There’s no way Barack Obama would have appeared on Fox Wednesday night in a sit-down interview with Bret Baier had not the President’s health care bill been in serious trouble. Things must be really bad, even with all the legislative legerdemain being cooked up by Pelosi and company. The interview itself was testy with Baer doing relatively well, I thought. Nevertheless, the President was able to filibuster away from answering most of the questions. But whoever “won,” I doubt it changed many minds at this point; everybody’s already so disgusted with the process. (I was amused by the competition between Baer and Obama over the number of emails they received. When Baer claimed 18000 for Fox, Obama felt he had to best him with 40000 a day to the White House.)

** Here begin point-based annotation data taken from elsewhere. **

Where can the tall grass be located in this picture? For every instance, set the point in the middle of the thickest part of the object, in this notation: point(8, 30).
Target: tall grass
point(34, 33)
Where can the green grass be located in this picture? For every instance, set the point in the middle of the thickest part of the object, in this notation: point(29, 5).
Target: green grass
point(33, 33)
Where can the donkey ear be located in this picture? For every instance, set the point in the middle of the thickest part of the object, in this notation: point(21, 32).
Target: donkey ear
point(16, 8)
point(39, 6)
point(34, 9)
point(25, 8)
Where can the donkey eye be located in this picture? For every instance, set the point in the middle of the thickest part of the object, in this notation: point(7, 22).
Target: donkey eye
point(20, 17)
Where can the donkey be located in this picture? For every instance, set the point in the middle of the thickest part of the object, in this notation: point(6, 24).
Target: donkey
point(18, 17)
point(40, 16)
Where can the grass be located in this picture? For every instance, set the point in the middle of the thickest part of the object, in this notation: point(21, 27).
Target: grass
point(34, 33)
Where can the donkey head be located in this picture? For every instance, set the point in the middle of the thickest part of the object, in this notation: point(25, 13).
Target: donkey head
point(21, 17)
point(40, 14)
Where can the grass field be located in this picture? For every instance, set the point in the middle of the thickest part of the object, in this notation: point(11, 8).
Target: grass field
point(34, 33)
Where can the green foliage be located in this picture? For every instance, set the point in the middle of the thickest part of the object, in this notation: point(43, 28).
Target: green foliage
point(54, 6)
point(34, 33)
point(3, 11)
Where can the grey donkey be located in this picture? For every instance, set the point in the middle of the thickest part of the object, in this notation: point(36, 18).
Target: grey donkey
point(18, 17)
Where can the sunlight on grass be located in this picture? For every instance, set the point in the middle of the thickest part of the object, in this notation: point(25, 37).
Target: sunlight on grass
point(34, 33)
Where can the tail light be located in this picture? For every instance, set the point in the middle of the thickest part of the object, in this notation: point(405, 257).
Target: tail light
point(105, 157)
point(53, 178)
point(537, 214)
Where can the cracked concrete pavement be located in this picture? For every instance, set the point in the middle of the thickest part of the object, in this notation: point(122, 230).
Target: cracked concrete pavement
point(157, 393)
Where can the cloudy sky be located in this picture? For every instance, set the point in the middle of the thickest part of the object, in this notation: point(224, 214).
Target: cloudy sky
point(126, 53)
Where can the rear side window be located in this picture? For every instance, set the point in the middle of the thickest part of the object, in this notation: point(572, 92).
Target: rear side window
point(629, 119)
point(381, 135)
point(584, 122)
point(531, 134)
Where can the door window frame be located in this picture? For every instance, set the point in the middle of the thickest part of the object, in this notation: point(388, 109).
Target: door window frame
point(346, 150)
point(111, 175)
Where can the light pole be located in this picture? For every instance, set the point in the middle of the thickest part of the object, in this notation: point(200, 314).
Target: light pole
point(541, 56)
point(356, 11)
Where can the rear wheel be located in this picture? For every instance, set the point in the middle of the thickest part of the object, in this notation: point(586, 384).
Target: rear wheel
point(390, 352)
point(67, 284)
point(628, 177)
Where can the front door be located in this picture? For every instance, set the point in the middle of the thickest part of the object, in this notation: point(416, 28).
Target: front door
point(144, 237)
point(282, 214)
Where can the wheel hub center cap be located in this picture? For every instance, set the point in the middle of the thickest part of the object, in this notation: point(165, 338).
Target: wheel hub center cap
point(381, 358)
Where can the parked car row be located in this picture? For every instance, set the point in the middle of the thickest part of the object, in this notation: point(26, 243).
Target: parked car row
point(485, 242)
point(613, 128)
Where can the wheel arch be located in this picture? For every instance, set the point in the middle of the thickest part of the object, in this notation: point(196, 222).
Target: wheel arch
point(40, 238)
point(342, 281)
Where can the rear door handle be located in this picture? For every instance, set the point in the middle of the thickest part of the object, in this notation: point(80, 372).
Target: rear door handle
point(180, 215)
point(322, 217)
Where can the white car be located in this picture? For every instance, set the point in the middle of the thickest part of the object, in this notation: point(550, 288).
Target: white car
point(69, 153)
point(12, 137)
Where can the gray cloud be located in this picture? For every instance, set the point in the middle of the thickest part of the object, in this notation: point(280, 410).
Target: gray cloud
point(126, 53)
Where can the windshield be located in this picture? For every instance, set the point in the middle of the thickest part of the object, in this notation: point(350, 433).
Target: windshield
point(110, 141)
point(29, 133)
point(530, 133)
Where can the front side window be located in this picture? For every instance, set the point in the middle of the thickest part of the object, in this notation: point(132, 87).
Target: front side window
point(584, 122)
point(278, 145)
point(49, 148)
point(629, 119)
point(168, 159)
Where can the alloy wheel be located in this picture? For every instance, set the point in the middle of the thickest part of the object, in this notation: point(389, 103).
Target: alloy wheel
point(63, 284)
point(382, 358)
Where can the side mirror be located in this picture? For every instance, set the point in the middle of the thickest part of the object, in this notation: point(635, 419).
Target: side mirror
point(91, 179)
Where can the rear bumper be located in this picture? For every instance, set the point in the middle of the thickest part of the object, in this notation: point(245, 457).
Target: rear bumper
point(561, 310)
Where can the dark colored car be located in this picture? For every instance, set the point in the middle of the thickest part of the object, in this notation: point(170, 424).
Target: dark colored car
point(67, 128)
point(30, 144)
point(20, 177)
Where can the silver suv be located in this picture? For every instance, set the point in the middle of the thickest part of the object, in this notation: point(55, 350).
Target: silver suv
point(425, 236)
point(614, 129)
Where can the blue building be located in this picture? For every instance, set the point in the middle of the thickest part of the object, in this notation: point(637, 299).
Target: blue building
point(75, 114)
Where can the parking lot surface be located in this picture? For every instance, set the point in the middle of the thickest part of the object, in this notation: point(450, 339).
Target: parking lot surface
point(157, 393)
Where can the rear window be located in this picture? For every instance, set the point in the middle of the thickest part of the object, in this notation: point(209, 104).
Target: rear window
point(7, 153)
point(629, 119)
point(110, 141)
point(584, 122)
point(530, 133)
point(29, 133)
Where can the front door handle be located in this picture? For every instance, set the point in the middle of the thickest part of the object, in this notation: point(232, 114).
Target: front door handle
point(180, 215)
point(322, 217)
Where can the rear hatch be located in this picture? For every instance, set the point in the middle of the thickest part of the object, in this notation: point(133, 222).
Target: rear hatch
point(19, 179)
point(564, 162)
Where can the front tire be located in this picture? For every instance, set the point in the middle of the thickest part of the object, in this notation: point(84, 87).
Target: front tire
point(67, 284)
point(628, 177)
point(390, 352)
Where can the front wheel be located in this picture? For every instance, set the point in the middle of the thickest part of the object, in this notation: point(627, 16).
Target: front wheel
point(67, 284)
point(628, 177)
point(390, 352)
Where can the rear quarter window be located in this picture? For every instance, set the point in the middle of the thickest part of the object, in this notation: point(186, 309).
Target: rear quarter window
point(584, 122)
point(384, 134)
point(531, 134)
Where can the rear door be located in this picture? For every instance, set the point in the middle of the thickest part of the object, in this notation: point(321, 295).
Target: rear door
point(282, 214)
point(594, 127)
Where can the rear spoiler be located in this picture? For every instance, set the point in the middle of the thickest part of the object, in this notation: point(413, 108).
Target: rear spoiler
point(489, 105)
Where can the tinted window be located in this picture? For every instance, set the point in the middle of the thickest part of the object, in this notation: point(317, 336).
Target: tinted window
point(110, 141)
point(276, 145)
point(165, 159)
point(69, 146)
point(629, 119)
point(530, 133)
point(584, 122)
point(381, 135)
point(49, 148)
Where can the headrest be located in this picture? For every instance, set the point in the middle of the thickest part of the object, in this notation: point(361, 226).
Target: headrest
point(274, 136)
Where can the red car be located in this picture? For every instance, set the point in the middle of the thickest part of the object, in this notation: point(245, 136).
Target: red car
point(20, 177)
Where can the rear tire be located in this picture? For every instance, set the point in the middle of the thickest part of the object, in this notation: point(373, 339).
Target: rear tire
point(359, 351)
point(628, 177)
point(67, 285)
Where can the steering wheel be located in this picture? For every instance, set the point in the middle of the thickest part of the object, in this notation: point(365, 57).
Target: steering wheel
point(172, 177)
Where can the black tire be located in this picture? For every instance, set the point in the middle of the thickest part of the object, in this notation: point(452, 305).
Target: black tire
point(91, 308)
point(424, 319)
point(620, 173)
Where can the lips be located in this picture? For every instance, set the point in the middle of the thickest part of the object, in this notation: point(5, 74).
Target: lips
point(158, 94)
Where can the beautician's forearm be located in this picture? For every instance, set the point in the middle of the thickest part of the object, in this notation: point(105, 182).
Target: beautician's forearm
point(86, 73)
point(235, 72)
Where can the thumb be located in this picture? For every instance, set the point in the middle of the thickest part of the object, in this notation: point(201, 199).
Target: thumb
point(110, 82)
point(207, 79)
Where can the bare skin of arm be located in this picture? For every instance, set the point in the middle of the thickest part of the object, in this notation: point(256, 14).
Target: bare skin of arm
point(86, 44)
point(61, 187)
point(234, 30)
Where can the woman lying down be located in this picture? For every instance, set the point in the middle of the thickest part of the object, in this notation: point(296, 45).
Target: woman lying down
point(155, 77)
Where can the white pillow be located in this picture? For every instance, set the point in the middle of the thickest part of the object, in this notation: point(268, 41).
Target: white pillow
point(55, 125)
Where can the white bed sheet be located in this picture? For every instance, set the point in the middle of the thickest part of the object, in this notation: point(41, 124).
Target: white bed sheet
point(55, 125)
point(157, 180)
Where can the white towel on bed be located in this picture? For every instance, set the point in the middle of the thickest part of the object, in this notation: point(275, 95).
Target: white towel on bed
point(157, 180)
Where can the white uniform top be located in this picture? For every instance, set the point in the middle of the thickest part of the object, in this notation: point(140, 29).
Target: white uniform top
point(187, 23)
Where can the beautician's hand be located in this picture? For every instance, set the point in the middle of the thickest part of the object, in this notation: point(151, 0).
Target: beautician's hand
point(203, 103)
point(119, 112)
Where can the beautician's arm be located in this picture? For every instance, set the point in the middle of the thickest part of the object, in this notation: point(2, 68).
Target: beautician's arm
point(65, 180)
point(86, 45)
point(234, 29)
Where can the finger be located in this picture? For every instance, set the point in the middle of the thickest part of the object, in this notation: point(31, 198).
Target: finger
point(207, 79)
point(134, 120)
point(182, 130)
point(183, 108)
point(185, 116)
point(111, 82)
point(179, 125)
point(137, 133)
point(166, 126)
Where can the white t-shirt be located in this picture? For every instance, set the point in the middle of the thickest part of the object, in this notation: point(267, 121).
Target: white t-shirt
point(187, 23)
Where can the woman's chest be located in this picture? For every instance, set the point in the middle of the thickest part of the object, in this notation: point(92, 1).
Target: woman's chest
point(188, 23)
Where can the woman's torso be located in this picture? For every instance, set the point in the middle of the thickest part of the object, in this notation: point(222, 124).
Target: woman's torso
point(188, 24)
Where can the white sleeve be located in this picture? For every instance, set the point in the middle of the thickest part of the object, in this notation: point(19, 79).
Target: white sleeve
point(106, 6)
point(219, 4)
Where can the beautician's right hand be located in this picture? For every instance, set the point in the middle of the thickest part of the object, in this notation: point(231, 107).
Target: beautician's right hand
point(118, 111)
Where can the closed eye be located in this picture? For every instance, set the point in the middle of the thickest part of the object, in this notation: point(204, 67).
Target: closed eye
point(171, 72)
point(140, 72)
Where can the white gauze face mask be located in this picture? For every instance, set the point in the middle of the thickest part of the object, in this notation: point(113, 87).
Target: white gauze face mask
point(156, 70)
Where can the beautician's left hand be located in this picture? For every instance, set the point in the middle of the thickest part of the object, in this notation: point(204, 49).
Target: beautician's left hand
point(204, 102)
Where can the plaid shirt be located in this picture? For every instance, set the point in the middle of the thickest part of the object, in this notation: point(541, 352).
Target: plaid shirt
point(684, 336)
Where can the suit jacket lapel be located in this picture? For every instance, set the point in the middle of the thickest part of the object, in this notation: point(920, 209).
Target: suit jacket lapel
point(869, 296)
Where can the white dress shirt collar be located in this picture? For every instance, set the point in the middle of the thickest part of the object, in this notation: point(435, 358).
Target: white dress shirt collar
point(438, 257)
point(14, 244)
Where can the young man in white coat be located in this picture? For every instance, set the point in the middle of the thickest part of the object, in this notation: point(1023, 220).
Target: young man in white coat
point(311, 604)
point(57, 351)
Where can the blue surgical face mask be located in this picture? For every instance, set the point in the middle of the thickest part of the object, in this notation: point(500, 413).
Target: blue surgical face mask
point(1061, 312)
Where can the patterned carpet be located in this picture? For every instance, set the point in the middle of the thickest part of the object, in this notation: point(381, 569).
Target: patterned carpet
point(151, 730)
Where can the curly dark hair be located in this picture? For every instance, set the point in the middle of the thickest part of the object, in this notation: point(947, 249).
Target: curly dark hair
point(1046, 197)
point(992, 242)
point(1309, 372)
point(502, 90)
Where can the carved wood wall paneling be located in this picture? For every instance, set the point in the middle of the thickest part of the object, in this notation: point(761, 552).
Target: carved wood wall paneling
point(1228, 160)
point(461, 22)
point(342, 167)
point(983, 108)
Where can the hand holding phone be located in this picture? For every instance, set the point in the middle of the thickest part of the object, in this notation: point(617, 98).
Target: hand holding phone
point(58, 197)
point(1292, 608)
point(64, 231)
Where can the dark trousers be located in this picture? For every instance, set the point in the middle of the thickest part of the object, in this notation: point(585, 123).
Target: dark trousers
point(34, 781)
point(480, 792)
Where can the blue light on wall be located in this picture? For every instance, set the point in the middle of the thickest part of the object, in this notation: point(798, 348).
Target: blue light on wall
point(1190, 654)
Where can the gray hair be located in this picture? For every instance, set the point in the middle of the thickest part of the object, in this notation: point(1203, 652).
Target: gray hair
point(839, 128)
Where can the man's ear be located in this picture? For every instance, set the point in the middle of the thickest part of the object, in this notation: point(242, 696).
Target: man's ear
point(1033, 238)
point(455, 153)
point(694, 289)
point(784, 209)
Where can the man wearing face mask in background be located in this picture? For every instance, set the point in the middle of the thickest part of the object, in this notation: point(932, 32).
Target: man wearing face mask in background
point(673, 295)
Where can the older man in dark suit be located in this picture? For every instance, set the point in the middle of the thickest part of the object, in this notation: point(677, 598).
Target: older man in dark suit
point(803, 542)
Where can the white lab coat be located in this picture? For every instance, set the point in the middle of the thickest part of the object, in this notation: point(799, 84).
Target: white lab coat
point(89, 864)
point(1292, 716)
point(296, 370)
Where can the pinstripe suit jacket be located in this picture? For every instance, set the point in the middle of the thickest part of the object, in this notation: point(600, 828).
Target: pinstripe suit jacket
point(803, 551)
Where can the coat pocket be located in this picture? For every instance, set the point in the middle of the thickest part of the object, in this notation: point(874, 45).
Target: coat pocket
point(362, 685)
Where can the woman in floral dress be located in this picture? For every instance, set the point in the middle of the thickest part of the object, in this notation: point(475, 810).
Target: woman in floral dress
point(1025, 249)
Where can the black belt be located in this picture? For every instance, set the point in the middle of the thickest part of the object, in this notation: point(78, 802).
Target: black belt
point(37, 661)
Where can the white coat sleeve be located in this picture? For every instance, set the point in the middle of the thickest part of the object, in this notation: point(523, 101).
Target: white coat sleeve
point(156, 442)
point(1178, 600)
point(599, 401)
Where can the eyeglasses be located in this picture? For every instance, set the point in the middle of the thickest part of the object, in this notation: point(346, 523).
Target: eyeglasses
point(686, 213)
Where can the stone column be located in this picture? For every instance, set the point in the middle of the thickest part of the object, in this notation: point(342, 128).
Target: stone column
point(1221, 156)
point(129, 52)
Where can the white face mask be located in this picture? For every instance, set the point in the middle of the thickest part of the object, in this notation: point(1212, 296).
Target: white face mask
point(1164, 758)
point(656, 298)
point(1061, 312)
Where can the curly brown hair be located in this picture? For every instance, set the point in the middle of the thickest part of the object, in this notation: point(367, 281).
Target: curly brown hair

When you think over the last year, it’s clear Obama has some of the most inept advisers in recent presidential history. Allowing him to risk his entire presidency on a global overhaul of health care – when an incremental overhaul could have been had simply for the asking – seems absurd politics, win or lose. It also isn’t worth that much in the grand scheme of things – other than the obvious, increasing the amount of the economy under government control. The nostalgia for marxism inherent in it all this almost pathetic. Don’t these people live in the real world?
And yet we have had virtually nothing but health care for the last twelve months. When Obama pops up to in the foreign policy sphere, you’re surprised to see him there. What does Iran have to do with health care? (Well, there’s nuclear fallout. That’s a health issue.) His reply on Iran at the end of Baer’s interview seemed almost perfunctory. He insisted he was wrangling other countries in opposition to the mullahs’ nukes. But we know it’s not true. He’s not really interested in that. What keeps Obama up at night is the House health care vote, member by member by member by member. Heaven help us.